Clear enough. Nothing to add. You may say.
Bekker: verbetering biometrisch paspoort mogelijk
Nieuwsbericht | 27-02-2012
Het gebruik van vingerafdrukken en digitale pasfoto's (biometrie) in het paspoort en de identiteitskaart is niet mislukt, maar levert nog onvoldoende op. De vingerafdrukken staan niet in een centraal bestand, ze worden niet gecontroleerd aan de grens en ook nauwelijks bij de uitgifte van reisdocumenten aan het gemeenteloket. Er zijn nog mogelijkheden om het gebruik van vingerafdrukken en foto's op paspoorten en ID-kaarten beter te benutten. De hooggespannen verwachtingen van tien jaar geleden zijn niet uitgekomen.
Oh alright, just for the English. That's Dutch, that is, and here is the Google translation:
Ministry of the Interior and Kingdom Relations
Professor Roel Bekker has investigated the matter of biometrics in Dutch passports and here in his report he concludes mildly that "the high expectations of ten years ago did not materialize".
Bekker: improving biometric passport may
News | 02/27/2012
The use of fingerprints and digital photographs (biometrics) in the passport and identity card has not failed, but supplies still insufficiently. The fingerprints are not in a central database, they are not checked at the border and also largely to the issuance of travel documents to the municipal service. There are possibilities for the use of fingerprints and photographs on passports and ID cards better. The high expectations of ten years ago did not materialize.
A bit too mildly for the Dutch civil liberties campaigners, Privacy First, who have published a commentary on Professor Bekker's report in which they say, among other things:
An interesting detail in this context is that already the end of 2009 the huge error rate (21%) upon verification of fingerprints known to State Secretary Bijleveld (Kingdom Relations). The House was not until end of April 2011 informed about this error rate ...
It should be pointed out for new readers that when we say "fingerprints" here, we mean the newish technology of flat print fingerprinting, a glorified photocopying process adopted by the UK Home Office and others. Unlike traditional rolled print fingerprinting – which works – there is no police fingerprint expert involved, it's quick, it's cheap, it's clean and it's utterly unreliable.
That's a Google translation again but 21% is a massive error rate in any language.Suppose you're an officer of the UK Border Force, you're sitting at Heathrow and two A380s have just landed. That gives you 1,000 travellers to check using the Secure ID system the geniuses back at the Home Office have provided you with. You know that on average you're going to get 210 false alerts. You're going to waste your time and the time of 210 travellers because Secure ID wrongly tells you that they are not who they say they are.

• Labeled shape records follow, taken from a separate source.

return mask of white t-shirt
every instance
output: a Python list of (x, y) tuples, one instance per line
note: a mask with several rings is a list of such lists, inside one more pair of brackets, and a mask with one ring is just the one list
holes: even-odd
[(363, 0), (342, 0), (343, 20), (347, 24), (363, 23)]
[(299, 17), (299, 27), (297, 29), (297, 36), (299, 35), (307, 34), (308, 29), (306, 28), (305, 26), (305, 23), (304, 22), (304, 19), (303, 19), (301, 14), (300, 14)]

You can see why Brodie Clark told the Home Affairs Committee that fingerprint checks at the border are the least reliable security/identity checks his (now ex-)staff perform, why Secure ID is their ninth and bottom priority, and why when push comes to shove in the immigration hall – as it does with 1,000 tired people – the most sensible thing to do is to drop Secure ID.
You can see that. And the Dutch can see it. They've dropped their plans to maintain central registers of people's biometrics and to rely on biometrics for security. That's the lesson they learn from the fact that the wretched technology just isn't good enough or, as Professor Bekker puts it, "the high expectations of ten years ago did not materialize".
But not here in the UK. Oh no. Here in Alice's Wonderland we both acknowledge that the technology doesn't work and continue to spend money on it.
On 27 February 2012, the same day as the Dutch Ministry of the Interior and Kingdom Relations announcement above, the Guardian told us that "the government is to double the number of people required to have a biometric residence permit (BRP) to stay in the UK, raising the number to 400,000 a year". By all means hand out residence permits where that is the right thing to do. But given that the biometrics don't work, why make them biometric residence permits? The biometrics add nothing. Except cost.
These biometric residence permits are all part of IABS, the Home Office's new Immigration and Asylum Biometric System. It doesn't just "do" residence permits. It's also meant to do border security. And it's meant to help to keep the 2012 Olympics safe.
In its first 18 months in power, the coalition government spent £735 million with IABS contractors.
The Dutch know that the biometric bits of IABS are a waste of time and money. A 21% error rate is a fail. Why can't the UK learn the same lesson?